Klartext: Eine Kolumne

Unsere Branche ist sehr innovativ. Oft aber auch sehr oberflächlich oder unglaublich ignorant. Manchmal drängt sich das Gefühl auf, dass Geräte um ihrer selbst willen (Profit?) gebaut werden, aber nicht, weil sie gebraucht werden oder jemandem nützen.

In einer Kolumne, die regelmäßig in der Professional Systems erscheint, dürfen wir mal so richtig meckern und uns lustig machen. Es darf gelacht werden, mindestens aber muss geschmunzelt werden.

Was hat es damit auf sich?

Nach einem Messetag, spät Abends, in irgendeiner Location in irgendeiner Stadt in irgendeinem Land, saßen wir zusammen und konnten nicht aufhören, über unsere Profession zu sprechen. Die Journalistinnen der Professional Systems und die Standbesatzungen diverser Hersteller. Beim Absacker nach einem harten Arbeitstag auf einer Messe gibt es keine Konkurenten oder Wettbewerber, sondern nur Leidensgenossen und ähnlich Verrückte. Und dabei kotzt man sich auch schon mal interessenübergreifend aus. Als dann jemand sagt, "Warum schreiben wir das eigentlich nicht mal auf und veröffentlichen es als Kolumne?", war es passiert. Jetzt schiebt der Autor immer noch Dienst auf Messen UND schreibt eine Kolumne. Mehr oder weniger regelmäßig. Wir nennen sie Klartext, und sie stellt eine persönliche Meinung des Autors dar. 

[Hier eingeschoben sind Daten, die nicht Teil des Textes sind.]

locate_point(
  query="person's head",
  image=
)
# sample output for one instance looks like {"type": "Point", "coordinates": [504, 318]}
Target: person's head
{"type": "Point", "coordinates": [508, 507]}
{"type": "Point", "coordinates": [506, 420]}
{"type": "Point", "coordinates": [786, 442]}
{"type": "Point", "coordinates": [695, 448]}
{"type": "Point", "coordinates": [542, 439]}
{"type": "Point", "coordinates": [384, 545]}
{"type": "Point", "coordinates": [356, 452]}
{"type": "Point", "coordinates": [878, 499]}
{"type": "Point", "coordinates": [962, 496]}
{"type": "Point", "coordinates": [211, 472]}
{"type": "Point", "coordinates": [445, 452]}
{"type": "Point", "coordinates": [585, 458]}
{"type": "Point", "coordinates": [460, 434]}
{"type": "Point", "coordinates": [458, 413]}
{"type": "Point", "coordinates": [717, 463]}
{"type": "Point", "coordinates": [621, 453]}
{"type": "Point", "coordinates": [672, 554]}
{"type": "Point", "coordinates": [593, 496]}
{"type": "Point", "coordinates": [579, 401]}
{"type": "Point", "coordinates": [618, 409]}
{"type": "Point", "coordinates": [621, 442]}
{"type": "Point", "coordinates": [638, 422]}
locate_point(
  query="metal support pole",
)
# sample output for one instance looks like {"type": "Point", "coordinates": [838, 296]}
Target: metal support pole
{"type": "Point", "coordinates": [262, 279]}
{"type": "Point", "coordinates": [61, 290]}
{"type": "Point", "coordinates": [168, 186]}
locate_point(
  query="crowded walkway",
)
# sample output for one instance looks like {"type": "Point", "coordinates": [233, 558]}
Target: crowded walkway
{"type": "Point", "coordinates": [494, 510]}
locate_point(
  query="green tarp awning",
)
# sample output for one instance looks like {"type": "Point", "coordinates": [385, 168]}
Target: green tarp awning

Klasse war die erste Ausgabe: Es gab Geschrei und erregte Aussagen. Was stand drin? Nun, wir warten auf AVB! Seid Jahren, aber es kommt nix! Ein wütender Leser schrieb: Blos' weil COMM-TEC kein AVB verkauft, wird es schlecht gemacht! Blödsinn! Der Autor ist Techniker. Seit 1972! Und kann nicht verstehen, dass ein solch tolles Medium wie AVB so lange braucht! Die Diskussion ging hin und her, endete dann aber wie immer, wenn die Luft aus einem Thema raus ist.

Die nachfolgenden Kolumnen wurden dann weniger attackiert, wir hoffen, dass die Aussagen im richtigen Licht betrachtet wurden: Nicht die Meinung eine Mitarbeiters der Firma COMM-TEC, sondern die einer Person, die mit Herzblut und Know-how an die Medientechnik glaubt.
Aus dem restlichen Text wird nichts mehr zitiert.